Re: [RFC PATCH 2/3] iommu/dma-iommu: Support iovad->granule > PAGE_SIZE

From: Robin Murphy
Date: Mon Aug 09 2021 - 14:37:33 EST


On 2021-08-07 09:41, Sven Peter wrote:
Hi,

Thanks a lot for quick reply!

On Fri, Aug 6, 2021, at 20:04, Robin Murphy wrote:
On 2021-08-06 16:55, Sven Peter via iommu wrote:
DMA IOMMU domains can support hardware where the IOMMU page size is
larger than the CPU page size.
Alignments need to be done with respect to both PAGE_SIZE and
iovad->granule. Additionally, the sg list optimization to use a single
IOVA allocation cannot be used in those cases since the physical
addresses will very likely not be aligned to the larger IOMMU page size.

Signed-off-by: Sven Peter <sven@xxxxxxxxxxxxx>
---
drivers/iommu/dma-iommu.c | 87 ++++++++++++++++++++++++++++++++++-----
1 file changed, 77 insertions(+), 10 deletions(-)
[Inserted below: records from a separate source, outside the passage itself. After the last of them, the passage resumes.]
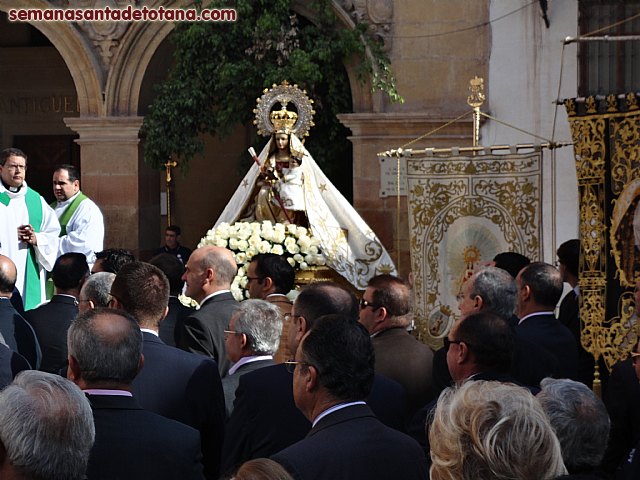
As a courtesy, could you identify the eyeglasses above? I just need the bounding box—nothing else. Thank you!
[107,293,122,305]
[284,313,302,322]
[360,298,383,310]
[444,337,464,352]
[284,359,313,373]
[4,164,27,170]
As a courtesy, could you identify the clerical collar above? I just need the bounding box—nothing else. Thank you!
[0,180,22,193]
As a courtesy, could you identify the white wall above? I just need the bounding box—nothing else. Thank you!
[480,0,579,263]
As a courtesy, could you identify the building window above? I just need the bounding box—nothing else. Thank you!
[578,0,640,96]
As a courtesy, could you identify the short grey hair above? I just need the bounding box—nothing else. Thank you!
[200,250,238,286]
[0,370,95,480]
[234,299,282,355]
[537,378,610,472]
[67,308,142,385]
[470,267,518,320]
[80,272,116,307]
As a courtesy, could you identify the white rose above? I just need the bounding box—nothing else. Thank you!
[258,240,271,253]
[286,243,300,254]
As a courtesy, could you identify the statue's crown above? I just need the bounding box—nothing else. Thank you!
[269,105,298,134]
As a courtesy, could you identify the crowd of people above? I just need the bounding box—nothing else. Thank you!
[0,149,640,480]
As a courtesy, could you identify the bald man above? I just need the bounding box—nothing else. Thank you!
[67,309,204,480]
[176,245,239,377]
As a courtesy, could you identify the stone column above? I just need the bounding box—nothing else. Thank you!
[64,117,149,254]
[338,113,473,276]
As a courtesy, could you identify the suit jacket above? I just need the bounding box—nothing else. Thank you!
[222,360,274,418]
[558,290,595,387]
[371,328,434,415]
[515,312,578,380]
[222,364,404,473]
[0,345,31,390]
[87,395,204,480]
[132,332,225,479]
[158,297,195,347]
[602,359,640,474]
[25,295,78,373]
[0,298,42,369]
[176,292,239,377]
[271,405,429,480]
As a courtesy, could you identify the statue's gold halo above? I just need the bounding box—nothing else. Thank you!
[253,80,316,139]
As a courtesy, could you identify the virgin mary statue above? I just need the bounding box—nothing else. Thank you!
[214,82,396,289]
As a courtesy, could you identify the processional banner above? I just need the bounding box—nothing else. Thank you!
[565,93,640,369]
[406,150,543,348]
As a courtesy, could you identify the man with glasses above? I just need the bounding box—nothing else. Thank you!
[272,315,428,480]
[51,164,104,269]
[222,299,282,417]
[222,282,404,473]
[360,275,433,416]
[0,148,60,310]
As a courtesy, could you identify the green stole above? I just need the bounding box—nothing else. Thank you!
[45,191,89,300]
[51,191,88,237]
[0,187,42,310]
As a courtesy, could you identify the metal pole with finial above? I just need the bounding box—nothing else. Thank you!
[467,75,485,147]
[164,159,178,226]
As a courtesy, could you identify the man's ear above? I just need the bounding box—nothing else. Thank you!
[262,277,273,291]
[304,365,318,392]
[67,355,80,385]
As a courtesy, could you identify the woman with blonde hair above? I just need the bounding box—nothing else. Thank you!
[429,380,567,480]
[230,458,293,480]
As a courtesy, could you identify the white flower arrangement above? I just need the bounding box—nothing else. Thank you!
[198,221,326,301]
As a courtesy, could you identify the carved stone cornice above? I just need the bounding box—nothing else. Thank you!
[49,0,137,73]
[338,0,393,52]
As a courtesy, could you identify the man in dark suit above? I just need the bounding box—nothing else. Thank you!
[26,253,89,373]
[0,255,42,369]
[247,253,296,363]
[557,238,595,388]
[602,343,640,476]
[149,253,193,347]
[0,370,95,480]
[176,245,238,377]
[78,272,116,313]
[516,262,578,380]
[359,275,433,415]
[408,312,540,457]
[67,309,203,480]
[272,316,428,480]
[222,282,405,472]
[111,262,225,479]
[222,299,282,416]
[434,267,557,392]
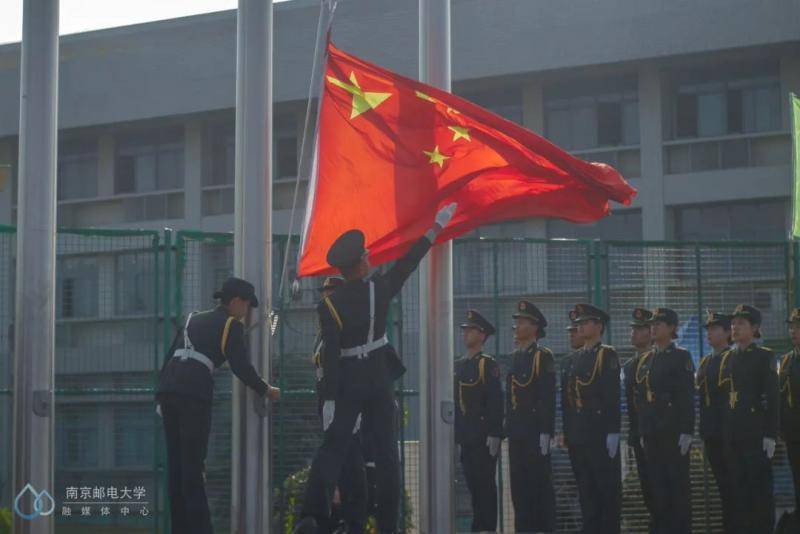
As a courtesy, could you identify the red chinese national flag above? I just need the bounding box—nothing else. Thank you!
[299,39,636,276]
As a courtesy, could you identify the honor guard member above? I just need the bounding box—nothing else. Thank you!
[314,276,367,534]
[454,310,503,532]
[506,300,556,532]
[719,304,778,534]
[295,204,456,534]
[561,304,621,534]
[156,278,280,534]
[778,308,800,514]
[622,308,656,534]
[634,308,694,534]
[695,312,733,532]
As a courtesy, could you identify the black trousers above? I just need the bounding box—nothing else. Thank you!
[328,436,367,534]
[628,436,657,534]
[159,394,213,534]
[644,434,692,534]
[508,438,556,532]
[703,438,734,534]
[303,360,400,532]
[568,435,622,534]
[317,396,368,534]
[724,437,775,534]
[461,439,497,532]
[786,441,800,513]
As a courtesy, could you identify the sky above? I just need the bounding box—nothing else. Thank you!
[0,0,287,44]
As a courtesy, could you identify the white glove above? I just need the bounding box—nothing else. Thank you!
[434,202,458,229]
[606,434,619,458]
[253,395,269,417]
[322,401,336,432]
[764,438,775,460]
[678,434,692,456]
[486,436,500,456]
[539,434,550,456]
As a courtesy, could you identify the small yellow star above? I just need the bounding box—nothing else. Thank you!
[422,145,450,168]
[328,72,392,119]
[447,126,472,141]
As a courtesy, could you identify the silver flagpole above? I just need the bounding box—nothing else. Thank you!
[419,0,455,534]
[12,0,59,534]
[231,0,272,534]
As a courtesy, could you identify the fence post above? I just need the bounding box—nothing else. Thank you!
[787,239,800,307]
[689,245,711,534]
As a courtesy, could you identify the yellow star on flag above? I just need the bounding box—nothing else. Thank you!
[422,145,450,167]
[447,126,472,141]
[328,72,392,119]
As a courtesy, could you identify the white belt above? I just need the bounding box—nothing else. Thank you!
[340,334,389,360]
[173,349,214,374]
diff --git a/drivers/iommu/dma-iommu.c b/drivers/iommu/dma-iommu.c
index 6f0df629353f..e072d9030d9f 100644
--- a/drivers/iommu/dma-iommu.c
+++ b/drivers/iommu/dma-iommu.c
@@ -8,6 +8,7 @@
* Copyright (C) 2000-2004 Russell King
*/
+#include <linux/align.h>
#include <linux/acpi_iort.h>
#include <linux/device.h>
#include <linux/dma-map-ops.h>
@@ -51,6 +52,15 @@ struct iommu_dma_cookie {
struct iommu_domain *fq_domain;
};
+/* aligns size to CPU and IOMMU page size */
+static inline size_t iommu_page_align(struct device *dev, size_t size)
+{
+ struct iommu_domain *domain = iommu_get_dma_domain(dev);
+ struct iommu_dma_cookie *cookie = domain->iova_cookie;
+
+ return iova_align(&cookie->iovad, PAGE_ALIGN(size));
+}
+
static DEFINE_STATIC_KEY_FALSE(iommu_deferred_attach_enabled);
bool iommu_dma_forcedac __read_mostly;
@@ -647,6 +657,8 @@ static struct page **__iommu_dma_alloc_pages(struct device *dev,
/*
* If size is less than PAGE_SIZE, then a full CPU page will be allocated,
* but an IOMMU which supports smaller pages might not map the whole thing.
+ * If the IOMMU page size is larger than the CPU page size, then the size
+ * will be aligned to that granularity and some memory will be left unused.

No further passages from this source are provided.